Heme-Regulated Inhibitor (HRI) Depletion Cooperates with Pharmacologic Inducers to Strongly Elevate Fetal Hemoglobin and Reduce Sickle Cell Formation

Increasing fetal hemoglobin (HbF) provides significant clinical benefit for patients with sickle cell disease (SCD) and is a critical goal that is being pursued with a variety of pharmacologic strategies. Hydroxyurea (HU) is currently the only FDA-approved drug aimed at raising HbF but is limited in its efficacy. Recent work in our laboratory identified heme-regulated inhibitor (HRI), an erythroid-specific protein kinase, as a novel HbF regulator (Grevet et al., Science 2018). Depleting HRI in primary human erythroid cells significantly raised HbF levels; however, maximal HbF induction by HRI knockdown required at least 80-85% HRI depletion. It is currently unknown whether this degree of HRI inhibition can be achieved pharmacologically. Besides HU, several compounds have been recently identified as in vitro HbF inducers, including pomalidomide, a third-generation imide, and UNC0638, an EHMT 1/2 histone methyltransferase inhibitor. We therefore set out to test whether combining HRI depletion with pharmacologic HbF inducers would cooperatively increase HbF levels and diminish potential adverse effects on erythroid cell maturation and viability.

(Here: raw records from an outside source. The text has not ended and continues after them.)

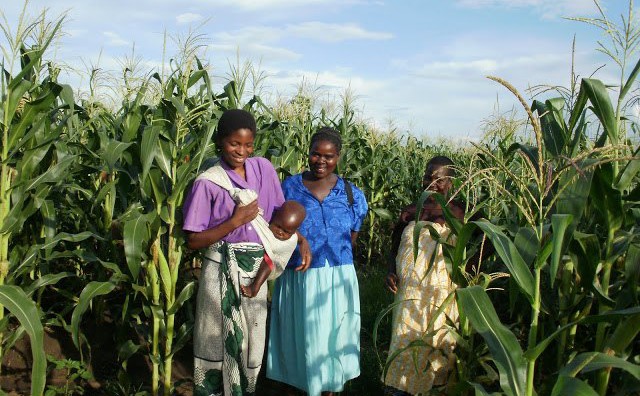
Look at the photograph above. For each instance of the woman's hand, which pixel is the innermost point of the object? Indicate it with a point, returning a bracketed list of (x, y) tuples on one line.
[(305, 253), (392, 282), (245, 214)]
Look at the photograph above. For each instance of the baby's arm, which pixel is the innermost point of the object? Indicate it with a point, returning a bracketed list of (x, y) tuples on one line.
[(252, 289)]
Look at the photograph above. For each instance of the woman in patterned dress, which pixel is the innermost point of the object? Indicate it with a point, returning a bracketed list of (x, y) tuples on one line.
[(229, 330), (314, 335), (422, 286)]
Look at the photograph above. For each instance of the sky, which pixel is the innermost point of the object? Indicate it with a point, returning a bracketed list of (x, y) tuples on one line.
[(417, 66)]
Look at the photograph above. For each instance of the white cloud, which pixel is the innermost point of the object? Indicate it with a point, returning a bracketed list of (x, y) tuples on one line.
[(270, 5), (188, 17), (331, 32), (113, 39), (547, 8)]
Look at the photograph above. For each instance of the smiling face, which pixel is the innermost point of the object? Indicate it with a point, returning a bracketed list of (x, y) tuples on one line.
[(237, 147), (437, 178), (323, 159)]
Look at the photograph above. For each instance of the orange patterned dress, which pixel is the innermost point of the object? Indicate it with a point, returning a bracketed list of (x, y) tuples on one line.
[(422, 290)]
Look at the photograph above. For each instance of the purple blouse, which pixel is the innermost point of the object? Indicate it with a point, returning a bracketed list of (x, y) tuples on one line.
[(208, 205)]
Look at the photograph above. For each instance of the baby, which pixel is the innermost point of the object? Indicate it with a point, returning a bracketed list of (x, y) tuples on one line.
[(283, 225)]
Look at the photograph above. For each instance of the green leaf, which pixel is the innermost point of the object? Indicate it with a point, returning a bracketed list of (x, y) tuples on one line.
[(384, 214), (630, 80), (48, 279), (626, 177), (607, 199), (503, 344), (572, 386), (625, 334), (527, 243), (25, 310), (601, 107), (136, 235), (510, 256), (592, 361), (554, 132), (150, 137), (91, 290), (559, 224), (632, 267), (112, 151)]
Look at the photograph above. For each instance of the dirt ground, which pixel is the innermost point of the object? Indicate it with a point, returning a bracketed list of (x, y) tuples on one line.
[(102, 362)]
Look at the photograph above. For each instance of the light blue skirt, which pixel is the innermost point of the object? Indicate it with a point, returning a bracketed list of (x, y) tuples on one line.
[(314, 336)]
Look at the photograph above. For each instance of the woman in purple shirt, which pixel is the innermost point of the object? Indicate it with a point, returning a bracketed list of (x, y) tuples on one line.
[(229, 331)]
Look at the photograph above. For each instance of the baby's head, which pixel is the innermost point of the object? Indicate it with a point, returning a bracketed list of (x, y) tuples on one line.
[(287, 219)]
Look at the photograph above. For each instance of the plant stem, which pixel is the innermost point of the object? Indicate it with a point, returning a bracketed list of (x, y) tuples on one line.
[(533, 332)]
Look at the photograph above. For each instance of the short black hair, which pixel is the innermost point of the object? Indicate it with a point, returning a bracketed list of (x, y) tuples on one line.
[(327, 134), (232, 120), (442, 161)]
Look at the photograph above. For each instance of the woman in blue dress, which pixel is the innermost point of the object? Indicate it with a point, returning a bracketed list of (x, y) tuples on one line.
[(314, 340)]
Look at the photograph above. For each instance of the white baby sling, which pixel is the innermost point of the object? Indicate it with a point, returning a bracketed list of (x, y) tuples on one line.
[(278, 250)]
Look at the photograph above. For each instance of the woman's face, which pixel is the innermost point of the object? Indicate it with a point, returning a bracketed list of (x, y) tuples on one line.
[(436, 179), (323, 159), (237, 147)]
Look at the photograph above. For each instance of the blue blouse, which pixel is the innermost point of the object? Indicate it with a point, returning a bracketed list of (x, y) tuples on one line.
[(328, 224)]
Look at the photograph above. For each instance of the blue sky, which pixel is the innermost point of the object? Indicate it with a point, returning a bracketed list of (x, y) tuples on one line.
[(418, 66)]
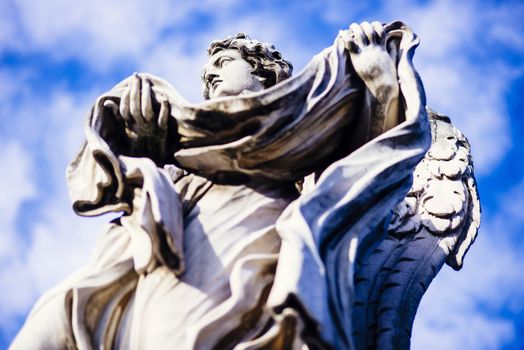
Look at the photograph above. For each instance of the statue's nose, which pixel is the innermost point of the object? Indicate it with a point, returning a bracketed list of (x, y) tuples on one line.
[(210, 77)]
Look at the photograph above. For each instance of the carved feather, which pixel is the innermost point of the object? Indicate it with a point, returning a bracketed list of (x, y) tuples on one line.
[(435, 224)]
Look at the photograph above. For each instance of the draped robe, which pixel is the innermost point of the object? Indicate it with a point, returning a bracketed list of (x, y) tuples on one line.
[(198, 261)]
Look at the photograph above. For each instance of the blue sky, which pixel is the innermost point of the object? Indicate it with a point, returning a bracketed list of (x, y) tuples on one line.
[(56, 56)]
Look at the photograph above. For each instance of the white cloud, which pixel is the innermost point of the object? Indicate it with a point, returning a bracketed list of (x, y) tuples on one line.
[(99, 33)]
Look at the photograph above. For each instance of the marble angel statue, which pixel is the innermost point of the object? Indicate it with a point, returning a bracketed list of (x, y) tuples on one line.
[(303, 212)]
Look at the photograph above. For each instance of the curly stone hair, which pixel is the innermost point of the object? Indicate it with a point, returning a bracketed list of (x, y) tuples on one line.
[(267, 62)]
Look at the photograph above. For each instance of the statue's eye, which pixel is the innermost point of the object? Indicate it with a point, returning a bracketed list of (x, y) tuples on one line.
[(224, 61)]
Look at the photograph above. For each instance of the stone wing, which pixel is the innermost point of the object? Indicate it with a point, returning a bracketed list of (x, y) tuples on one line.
[(436, 223)]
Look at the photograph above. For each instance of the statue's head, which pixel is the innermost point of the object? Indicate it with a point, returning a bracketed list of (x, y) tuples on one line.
[(240, 64)]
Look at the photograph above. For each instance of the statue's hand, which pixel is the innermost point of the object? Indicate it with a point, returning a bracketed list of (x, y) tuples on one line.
[(367, 49), (371, 59), (146, 117)]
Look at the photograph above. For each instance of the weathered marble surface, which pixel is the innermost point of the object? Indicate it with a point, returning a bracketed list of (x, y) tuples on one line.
[(216, 247)]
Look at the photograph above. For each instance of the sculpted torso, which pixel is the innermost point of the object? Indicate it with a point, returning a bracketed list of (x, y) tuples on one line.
[(222, 243)]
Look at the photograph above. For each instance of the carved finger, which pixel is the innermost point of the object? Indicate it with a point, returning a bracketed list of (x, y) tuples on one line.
[(111, 105), (124, 105), (379, 30), (147, 103), (359, 38), (134, 100), (369, 32), (163, 117)]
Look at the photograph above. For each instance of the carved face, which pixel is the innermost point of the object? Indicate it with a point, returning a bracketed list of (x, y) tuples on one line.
[(228, 74)]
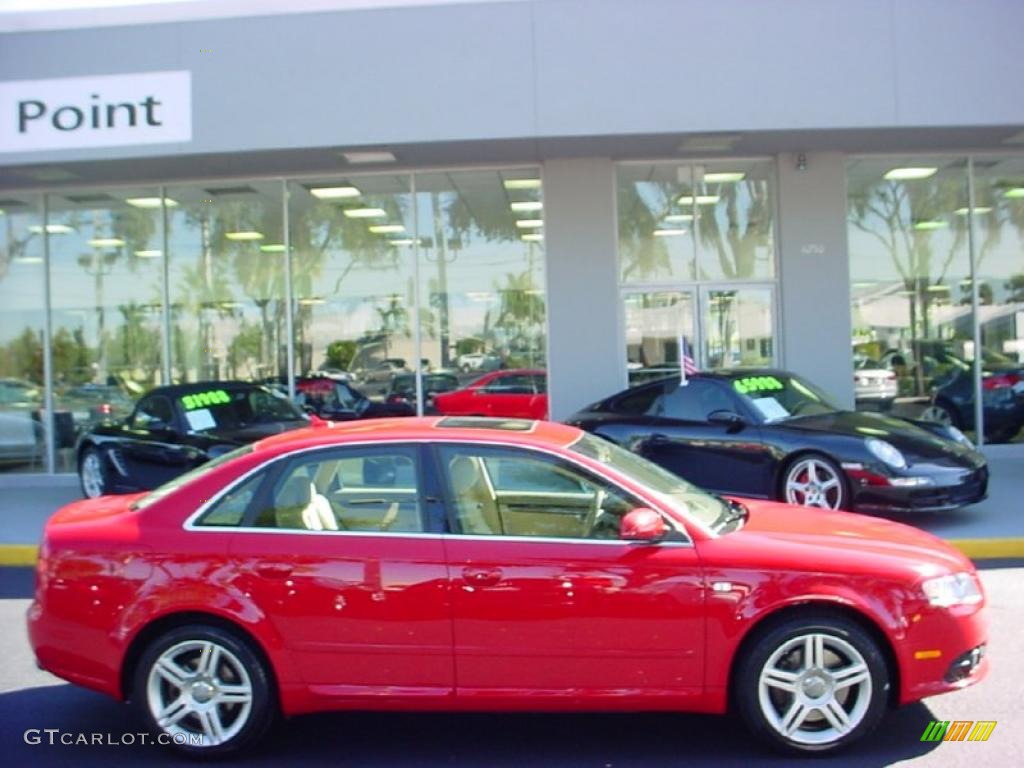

We performed three-stage in vitro culture of human CD34+ cells treated with select pharmacologic inducers of HbF, including HU, pomalidomide, or UNC0638, in combination with shRNA knockdown of HRI. HbF levels were assessed by RT-qPCR, Western blot, flow cytometry, and HPLC. We found that treatment with HU displayed comparatively little activity and failed to increase effects of HRI knockdown. However, treatment with UNC0638 combined with HRI depletion showed greater than additive effects on HbF with levels reaching 25-30% HbF, while HRI depletion combined with pomalidomide treatment showed the highest levels of cooperativity, reaching 30-40% HbF. Combination of HRI depletion and HbF pharmacologic inducers showed minimal effects on the erythroid transcriptome by RNA-Seq and did not significantly impair erythroid maturation. Intriguingly, dose-titration experiments indicated that HRI knockdown sensitizes erythroid cells to low doses of pomalidomide, maintaining HbF levels of greater than 40% in HRI-depleted samples despite a ten-fold decrease in pomalidomide concentration. Diminished expression of the HbF repressor BCL11A accounted in large part for HbF induction in HRI knockdown samples, particularly when combined with pomalidomide treatment in which BCL11A depletion exceeded 90%, while other HbF repressors such as LRF were unchanged. We will present RNASeq analyses aimed at elucidating mechanisms of HRI cooperativity. Finally, we found that HRI depletion in SCD patient-derived cells showed significant cooperativity with pomalidomide and UNC0638, achieving 45-50% HbF for UNC0638-treated and 50-60% HbF for pomalidomide-treated drug combinations. Importantly, combination of HRI knockdown and HbF pharmacologic treatments markedly reduced in vitro sickling as measured by low-oxygen sickling assays, suggesting significant amelioration of the sickle cell phenotype.

In sum, we find that dual targeting of HbF induction via HRI inhibition and pharmacologic inducers results in successful cooperative upregulation of HbF levels in both normal and SCD primary human cells without impairing red cell maturation. Furthermore, our data suggest that dose titration of HbF inducers combined with HRI depletion could maximize HbF induction while potentially reducing off-target effects. Moreover, HRI is an attractive target for HbF induction as it is expressed in an erythroid-specific manner. While no specific HRI inhibitors are currently available, our work suggests that future small molecule inhibitors of HRI may be combined with other pharmacotherapies to achieve significant, clinically meaningful HbF induction for the treatment of SCD and other hemoglobinopathies.